Centrality vs. Decentralized

Some systems are designed to fully reconcile peers in a mesh without a centralized server. This allows them to work in entirely distributed ways without any trusted mediating authority, converging on a common state over time as peers exchange mutations. This is pretty amazing (and sometimes necessary), but the tradeoff is applications using these systems are often more complex, less efficient, and can only provide loose consistency models.

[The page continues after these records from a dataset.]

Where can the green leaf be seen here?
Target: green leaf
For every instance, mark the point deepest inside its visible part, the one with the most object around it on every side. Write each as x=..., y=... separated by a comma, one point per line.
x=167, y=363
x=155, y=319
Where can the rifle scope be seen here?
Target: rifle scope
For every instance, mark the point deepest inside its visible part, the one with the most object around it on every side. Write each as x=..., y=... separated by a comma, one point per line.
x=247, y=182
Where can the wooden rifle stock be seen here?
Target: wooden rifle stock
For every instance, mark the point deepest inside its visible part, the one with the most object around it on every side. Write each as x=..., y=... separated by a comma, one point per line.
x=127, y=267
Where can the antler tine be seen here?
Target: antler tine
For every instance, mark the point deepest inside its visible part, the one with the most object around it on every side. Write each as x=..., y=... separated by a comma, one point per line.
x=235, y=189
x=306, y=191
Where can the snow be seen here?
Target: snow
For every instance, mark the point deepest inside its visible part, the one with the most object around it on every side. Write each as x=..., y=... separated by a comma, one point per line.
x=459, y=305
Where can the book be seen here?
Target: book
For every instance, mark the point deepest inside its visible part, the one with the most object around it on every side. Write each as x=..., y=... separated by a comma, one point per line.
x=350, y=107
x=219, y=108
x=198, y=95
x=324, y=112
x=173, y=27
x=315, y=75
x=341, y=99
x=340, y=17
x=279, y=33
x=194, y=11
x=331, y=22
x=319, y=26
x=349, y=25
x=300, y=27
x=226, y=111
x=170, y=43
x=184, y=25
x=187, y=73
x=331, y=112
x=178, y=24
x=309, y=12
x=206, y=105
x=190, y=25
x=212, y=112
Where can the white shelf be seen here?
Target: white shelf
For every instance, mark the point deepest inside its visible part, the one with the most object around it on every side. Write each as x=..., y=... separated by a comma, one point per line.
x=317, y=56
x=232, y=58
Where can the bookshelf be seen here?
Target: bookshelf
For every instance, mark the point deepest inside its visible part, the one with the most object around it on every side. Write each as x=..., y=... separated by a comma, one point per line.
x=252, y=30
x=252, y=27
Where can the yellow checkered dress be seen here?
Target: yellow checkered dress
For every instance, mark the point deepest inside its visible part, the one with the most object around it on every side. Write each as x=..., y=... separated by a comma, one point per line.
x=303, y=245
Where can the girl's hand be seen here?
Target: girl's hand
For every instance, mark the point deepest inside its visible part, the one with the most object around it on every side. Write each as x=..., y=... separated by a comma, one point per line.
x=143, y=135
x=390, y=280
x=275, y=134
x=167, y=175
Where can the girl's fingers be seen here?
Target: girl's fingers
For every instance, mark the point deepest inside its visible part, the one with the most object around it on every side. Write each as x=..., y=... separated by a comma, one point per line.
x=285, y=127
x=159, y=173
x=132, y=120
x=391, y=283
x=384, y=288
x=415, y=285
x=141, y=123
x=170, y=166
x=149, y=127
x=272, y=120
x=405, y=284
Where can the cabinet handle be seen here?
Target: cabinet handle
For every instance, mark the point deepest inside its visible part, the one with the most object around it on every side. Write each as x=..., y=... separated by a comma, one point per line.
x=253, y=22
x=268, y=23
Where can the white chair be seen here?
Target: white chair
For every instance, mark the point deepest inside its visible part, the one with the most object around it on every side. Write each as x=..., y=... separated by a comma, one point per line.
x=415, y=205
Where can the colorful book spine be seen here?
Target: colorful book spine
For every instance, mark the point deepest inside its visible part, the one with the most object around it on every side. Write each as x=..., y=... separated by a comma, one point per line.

Other platforms rely upon a centralized server to coordinate the network’s shared state. These are simpler protocols, but there is sometimes a divide between their expressiveness when online vs. offline, and they rely upon some durable, trusted entity to remain operating.

What about local-first?

In our view, “local-first” is more of a way of working than a specific technology, and sync systems happen to be well-designed to achieve it. Sync-centric designs more easily support offline caches of optimistic changes than traditional request/response client/server models.

Watch this space

In many respects, many of the sync systems and platforms are still developing and maturing. Developers’ understanding of what is applicable to use in what circumstances is also still forming—the “best practices” are not codified.

However, sync-esque solutions are one of the most promising avenues into a future where distributed state management is significantly less onerous for application developers. Fewer headaches, more focus on your differentiated product—and more fun!

My prediction: within ten years, most applications will be built on a variation of a sync platform rather than traditional server endpoints and state management.